** 33rd book of 2021: Red Ocean Strategy **
- “We must face the fact that for 96% of people, their needs are so vulgar,” explained Gao Han, a senior UI designer, and ByteDance employee number twenty-two. He confirmed the app’s reputation was well-earned, “Toutiao is of course trashy. It’s all click-bait, all kinds of messy news.” *
In the west tech companies like to think of themselves as innovators, pursuing a ‘blue ocean strategy’ where competition can be ignored and innovation is paramount. The culture created by original tech giants Google and Microsoft has led to an entire industry that pulls its punches and operates with cozy margins. The Chinese alternate reality of tech after the establishment of BAT (Baidu, Alibaba, and Tencent), is the opposite: a red ocean where oxygen has been depleted and sharks abound. * Business was conducted like a brutal guerilla war in which developers, engineers, and operations staff worked themselves to death under grueling schedules in which speed of execution was everything. *
Bytedance, with its flagship products of Toutiao 今日头条 and Tiktok 抖音 has emerged from the brawl as a winner on a grand scale. With Toutiao, the race to the bottom in eyeballs for newsfeed had been accomplished long ago.
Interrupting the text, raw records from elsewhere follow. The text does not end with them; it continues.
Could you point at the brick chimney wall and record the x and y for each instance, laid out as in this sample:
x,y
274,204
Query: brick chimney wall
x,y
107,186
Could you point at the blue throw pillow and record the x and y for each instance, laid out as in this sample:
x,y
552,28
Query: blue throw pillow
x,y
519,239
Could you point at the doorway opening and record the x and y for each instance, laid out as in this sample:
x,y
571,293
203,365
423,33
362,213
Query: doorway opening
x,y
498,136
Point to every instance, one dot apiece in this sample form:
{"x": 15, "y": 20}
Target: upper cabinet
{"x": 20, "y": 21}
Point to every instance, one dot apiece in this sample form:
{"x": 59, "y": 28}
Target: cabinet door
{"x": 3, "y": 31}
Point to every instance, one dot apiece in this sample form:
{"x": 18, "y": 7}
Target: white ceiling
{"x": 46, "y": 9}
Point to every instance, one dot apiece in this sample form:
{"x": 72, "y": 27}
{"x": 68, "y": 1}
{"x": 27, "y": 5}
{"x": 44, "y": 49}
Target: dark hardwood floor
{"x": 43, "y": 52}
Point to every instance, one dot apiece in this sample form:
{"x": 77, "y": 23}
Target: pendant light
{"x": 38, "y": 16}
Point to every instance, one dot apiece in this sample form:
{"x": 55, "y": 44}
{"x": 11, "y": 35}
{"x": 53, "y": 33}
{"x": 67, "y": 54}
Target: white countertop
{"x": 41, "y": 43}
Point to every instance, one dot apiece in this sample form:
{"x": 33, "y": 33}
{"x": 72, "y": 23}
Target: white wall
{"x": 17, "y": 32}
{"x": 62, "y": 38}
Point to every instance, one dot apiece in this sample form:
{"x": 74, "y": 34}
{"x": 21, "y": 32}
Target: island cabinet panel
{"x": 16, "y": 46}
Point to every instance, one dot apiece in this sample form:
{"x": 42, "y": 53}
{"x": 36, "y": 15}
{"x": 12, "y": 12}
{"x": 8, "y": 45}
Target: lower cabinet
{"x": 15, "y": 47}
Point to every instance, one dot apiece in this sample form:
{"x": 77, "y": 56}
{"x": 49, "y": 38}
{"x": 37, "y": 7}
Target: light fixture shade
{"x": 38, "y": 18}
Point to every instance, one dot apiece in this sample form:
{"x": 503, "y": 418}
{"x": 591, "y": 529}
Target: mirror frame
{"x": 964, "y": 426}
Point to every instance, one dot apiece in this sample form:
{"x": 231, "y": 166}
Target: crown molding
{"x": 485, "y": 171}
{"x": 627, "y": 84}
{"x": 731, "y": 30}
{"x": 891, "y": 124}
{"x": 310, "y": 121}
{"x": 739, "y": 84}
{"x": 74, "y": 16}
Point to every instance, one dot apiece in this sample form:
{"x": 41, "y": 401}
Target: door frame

With sections filled with nothing but pretty girls (美女) Toutiao’s topic selection was low brow but successful. Since BAT was missing the feed-based company analog to Facebook, there was an opening for Bytedance to succeed. Pony Ma’s *“stance at the time towards algorithmic recommendation could be described as, at best, suspicious, at worst, dismissive.” *
Tiktok itself is * arguably the clone of a clone of a clone. * Bytedance was only able to emerge from a crowded field by copying the key to retention around the combination of music + short form videos and then pouring gasoline on it quick enough to pull away from the copycats. Adding music to videos produced the same results as adding filters to pictures, effectively transforming smartphone cameras into a karaoke engine. The true irony is that this strategy didn’t first gain traction in China; most students were too busy studying for exams to produce content. So bytedance turned to inorganic growth for both content production and consumption. For content production: * “You have to attract immigration, and in order to do so, you’ve got to make a small percentage of people rich first” Bootstrapping an entire community of content creators to get the flywheel started for a new form of content is something that could only happen in China, and it took a company like Bytedance willing to spend billions to make it happen. Once the growth started, it was explosive: “Over October, Douyin’s daily users doubled from seven to fourteen million; two months later, they reached 30 million.” * By 2020, this strategy had worked. Advertising revenue from short form video had estimated to reach 17% of the overall advertising market beating out social media’s 10% and even search engine’s 15% according to SCMP.
Now that TikTok has been growing in the US for a few years, for the first time, American tech giants have something from China to fear.